Arnaldo Faria de Sá cobra do Governo as alterações do fator previdenciário

PTB Notícias 5/05/2011, 16:00


O deputado federal Arnaldo Faria de Sá, do PTB de São Paulo, em discurso no Plenário da Câmara nesta quarta-feira (04/05/2011), cobrou uma posição do Governo sobre as alterações do fator previdenciário, que, de acordo com o parlamentar, já deveria ter ocorrido antes do dia 1º de maio, data comemorativa do Dia do Trabalhador.

“Ventilou-se a ideia da fórmula 95/85.

As pessoas não entendem o que é isso e querem saber.

É a soma da idade mais o tempo de contribuição.

Para a mulher, se der 85, ela estaria excluída do fator.

Para o homem, se a soma da idade mais o tempo de contribuição der 95, ele estaria fora do fator.

Mas essa proposta, por enquanto, é especulação: até agora não veio”, lamentou.

Segundo o petebista, embora não seja a melhor proposta, é preciso que ela seja debatida, pois, como observou, propõe a redução para 90/80.

Para ele, reduzir cinco anos na soma da idade e o tempo de contribuição permite driblar o “maldito fator previdenciário, que prejudica os trabalhadores brasileiros.

“E eu quero que as centrais sindicais venham para essa luta, porque os maiores prejudicados são os que vão se aposentar”, endossou a cobrança.

“O homem perde cerca de 40% no valor do seu benefício e a mulher, pela expectativa de vida maior, chega a perder 50%.

Portanto, nós queremos mudar essa maldita história do fator previdenciário.

“Arnaldo Faria reforçou que abordará essa questão em uma palestra que irá fazer nesta quinta-feira (05/05/2011) na faculdade onde estudou, em São João da Boa Vista (SP).

“Quero deixar registrado que nós precisamos mudar rapidamente essa história, a colocação absurda do fator previdenciário, que não interessa aos trabalhadores brasileiros.

Esperamos que essa mudança possa ocorrer o mais rapidamente possível”, solicitou.

O deputado federal lembrou ainda que a Casa precisa votar o Projeto de Lei nº 4.

434, de 2008, que trata da recuperação das perdas de aposentados e pensionistas.

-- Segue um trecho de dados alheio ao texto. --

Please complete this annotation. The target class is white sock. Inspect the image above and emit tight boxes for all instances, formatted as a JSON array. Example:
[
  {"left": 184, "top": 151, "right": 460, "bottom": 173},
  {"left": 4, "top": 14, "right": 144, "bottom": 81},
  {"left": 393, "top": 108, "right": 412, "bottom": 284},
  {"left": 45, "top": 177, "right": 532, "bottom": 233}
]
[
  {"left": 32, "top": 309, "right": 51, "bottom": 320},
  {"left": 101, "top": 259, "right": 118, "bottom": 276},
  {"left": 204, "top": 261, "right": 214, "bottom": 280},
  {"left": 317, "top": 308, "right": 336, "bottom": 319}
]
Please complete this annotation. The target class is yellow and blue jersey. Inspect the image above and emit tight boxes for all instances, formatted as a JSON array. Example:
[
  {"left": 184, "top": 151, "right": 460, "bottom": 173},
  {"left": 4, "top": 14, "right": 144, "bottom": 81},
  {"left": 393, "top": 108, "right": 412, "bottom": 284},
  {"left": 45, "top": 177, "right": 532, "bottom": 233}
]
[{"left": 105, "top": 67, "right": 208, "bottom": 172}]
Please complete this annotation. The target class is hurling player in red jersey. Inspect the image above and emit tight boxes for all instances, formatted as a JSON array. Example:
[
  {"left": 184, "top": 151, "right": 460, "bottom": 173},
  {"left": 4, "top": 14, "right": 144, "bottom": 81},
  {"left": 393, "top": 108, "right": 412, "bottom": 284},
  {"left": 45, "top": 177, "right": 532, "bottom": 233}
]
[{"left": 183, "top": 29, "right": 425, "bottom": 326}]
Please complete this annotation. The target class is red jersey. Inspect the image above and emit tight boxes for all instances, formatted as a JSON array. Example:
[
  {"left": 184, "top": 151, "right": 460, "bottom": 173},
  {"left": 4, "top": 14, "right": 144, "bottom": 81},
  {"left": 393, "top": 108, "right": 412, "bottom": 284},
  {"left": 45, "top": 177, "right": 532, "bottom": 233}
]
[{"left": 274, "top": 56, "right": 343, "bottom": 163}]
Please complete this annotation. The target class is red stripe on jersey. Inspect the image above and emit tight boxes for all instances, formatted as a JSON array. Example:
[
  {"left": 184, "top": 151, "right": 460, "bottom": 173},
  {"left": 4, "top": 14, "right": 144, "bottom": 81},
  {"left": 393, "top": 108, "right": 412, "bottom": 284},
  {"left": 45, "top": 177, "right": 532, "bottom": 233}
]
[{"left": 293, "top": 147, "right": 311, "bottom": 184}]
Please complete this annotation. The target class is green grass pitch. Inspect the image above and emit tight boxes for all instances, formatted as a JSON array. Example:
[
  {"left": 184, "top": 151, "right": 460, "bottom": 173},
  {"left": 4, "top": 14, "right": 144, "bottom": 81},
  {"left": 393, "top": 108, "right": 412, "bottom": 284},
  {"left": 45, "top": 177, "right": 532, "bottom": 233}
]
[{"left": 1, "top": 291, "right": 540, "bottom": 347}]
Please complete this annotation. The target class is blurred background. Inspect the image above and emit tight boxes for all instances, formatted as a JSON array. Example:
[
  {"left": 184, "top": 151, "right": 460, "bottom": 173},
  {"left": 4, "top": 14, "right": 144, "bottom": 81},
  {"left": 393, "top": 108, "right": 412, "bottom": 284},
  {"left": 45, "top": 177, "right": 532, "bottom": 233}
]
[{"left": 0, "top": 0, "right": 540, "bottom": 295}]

Segundo Arnaldo, a Confederação Brasileira de Aposentados e Pensionistas (COBAP) já apresentou um abaixo-assinado com mais de 1 milhão de assinaturas ao Presidente da Câmara, Marco Maia, do PT de São Paulo, para ser resolvida.

Comissão Especial das PECs de segurança públicaAinda em seu discurso, Arnaldo Faria de Sá conclamou os partidos que ainda não indicaram seus membros para a Comissão Especial que vai tratar das PECs da segurança, entre eles o PSDB, o PT e o PP.

O parlamentar paulista espera que as legendas indiquem seus representantes para que possam instalar a comissão e discutir novamente a PEC 300, que trata do piso nacional de salários das polícias; a PEC 308, que dá poder de polícia aos agentes penitenciários; a PEC 539, que trata da carreira jurídica dos delegados de polícia; a PEC 534, que dá poder de polícia às guardas municipais; e a PEC 59, que trata da guarda portuária.

“Tenho certeza de que essa luta interessa a todos, porque a população brasileira vive hoje na verdadeira insegurança pública.

A falta de segurança pública é culpa dos governos, que não dão recursos, meios e condições para as polícias poderem trabalhar, e exigem que tenhamos essa condição”, afirmou Arnaldo Faria de Sá.

O deputado concluiu o pronunciamento dizendo o que lhe choca mais é quando vê uma autoridade policial dizer para a vítima não reagir, tomar nenhuma providência.

Isso, de acordo com ele, é a inércia total, e que não pode continuar acontecendo.

“Precisamos de Polícia, para impedir que isso aconteça, e não deixar a vítima subjugada a um vagabundo, a um safado, a um sem-vergonha qualquer, que coloca o trabalhador em condição de total impotência.

A impotência é do Poder Público Federal, Estadual, Municipal, que não dá segurança pública à nossa população”, afirmou.